4. Bonds Are Likely to Stay in Rally Mode. At some point, rates will rise, but we tend to think the 10-year yield is going lower before it moves higher. Specifically, we believe the 10-year yield is likely to spend more time below 2.00% than above it in 2015 and perhaps significantly so. This possibility supports our repricing of risk contention as investors perhaps seek safety in a time of market volatility.

Bottom-line: Bonds may continue to perform well in 2015 and investors may want to consider owning Treasury-related ETFs even though the chart technicals are a bit skewed in some.

5. Stocks May Prove Tricky For Investors. Greenbush Financial Group has been on the right side of the bull market for its clients over the last nearly six years, but we are concerned about a few factors. These “red flags” include: (1) the increasing volatility in the equity markets in 2014 and particularly in small cap stocks, (2) broken medium/long-term uptrends in the broad U.S. equity indices, and, (3) weakness in emerging market equities.

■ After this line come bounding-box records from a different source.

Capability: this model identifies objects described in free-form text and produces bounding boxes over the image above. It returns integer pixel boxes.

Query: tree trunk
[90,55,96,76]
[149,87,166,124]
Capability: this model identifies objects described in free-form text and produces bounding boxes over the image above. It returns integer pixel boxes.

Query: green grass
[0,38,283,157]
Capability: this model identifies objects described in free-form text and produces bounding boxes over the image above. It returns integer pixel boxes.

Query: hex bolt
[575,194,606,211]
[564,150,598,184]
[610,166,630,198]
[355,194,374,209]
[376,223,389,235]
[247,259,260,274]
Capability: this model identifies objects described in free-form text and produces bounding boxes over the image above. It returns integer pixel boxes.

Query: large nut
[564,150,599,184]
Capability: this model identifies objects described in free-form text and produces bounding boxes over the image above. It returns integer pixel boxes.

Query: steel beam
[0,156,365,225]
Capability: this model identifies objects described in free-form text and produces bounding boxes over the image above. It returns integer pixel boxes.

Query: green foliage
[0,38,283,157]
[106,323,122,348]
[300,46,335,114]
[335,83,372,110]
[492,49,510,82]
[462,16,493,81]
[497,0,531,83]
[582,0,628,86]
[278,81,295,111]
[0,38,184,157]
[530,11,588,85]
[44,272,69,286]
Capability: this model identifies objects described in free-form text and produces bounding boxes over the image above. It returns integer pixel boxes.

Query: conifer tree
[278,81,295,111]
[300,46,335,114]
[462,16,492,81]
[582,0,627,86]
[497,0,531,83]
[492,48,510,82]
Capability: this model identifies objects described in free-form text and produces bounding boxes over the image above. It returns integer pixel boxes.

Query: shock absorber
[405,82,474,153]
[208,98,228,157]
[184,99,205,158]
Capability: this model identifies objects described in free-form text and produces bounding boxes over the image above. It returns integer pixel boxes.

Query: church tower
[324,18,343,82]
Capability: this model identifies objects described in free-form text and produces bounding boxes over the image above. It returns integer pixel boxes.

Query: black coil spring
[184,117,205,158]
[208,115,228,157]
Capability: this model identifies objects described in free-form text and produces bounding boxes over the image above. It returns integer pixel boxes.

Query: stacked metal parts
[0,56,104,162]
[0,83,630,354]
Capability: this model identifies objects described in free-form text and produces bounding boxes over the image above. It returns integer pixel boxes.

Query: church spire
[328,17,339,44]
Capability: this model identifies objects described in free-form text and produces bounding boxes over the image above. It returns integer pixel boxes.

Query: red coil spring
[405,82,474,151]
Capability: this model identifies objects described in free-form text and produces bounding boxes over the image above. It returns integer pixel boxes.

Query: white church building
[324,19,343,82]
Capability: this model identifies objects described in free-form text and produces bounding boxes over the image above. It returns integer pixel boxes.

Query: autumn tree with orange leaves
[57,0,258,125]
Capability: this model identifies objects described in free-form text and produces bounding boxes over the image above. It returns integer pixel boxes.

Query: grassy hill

As was stated above, we tend to think that 2014’s market volatility was likely a “warm-up” for more of the same to come and especially considering that these gyrations breached the DJIA’s bull market uptrend and something that typically signals a severe reaction to the downside. This possibility is showing in MSCI EM considering that this emerging market index nearly moved into bear market territory twice in 2014. Importantly, it tends to lead U.S. equities due to the fact that EM equities are further out on the risk spectrum.

Bottom-line: Stocks are likely to be volatile in 2015 and investors may want to be prepared for “anything” by having a plan in place on how to deal with this potential volatility.

In summary, then, 2015 may become best known and remembered for massive, multi-asset class volatility and something that aggressive traders love but many investors dislike. Behind it?

It’s impossible to know for certain and the causes are multi-sourced for certain, but if we were to choose one word to describe why the markets could be hit by big volatility in 2015, it is Europe.

And this, friends, is a topic for another week and one that we look forward to discussing soon.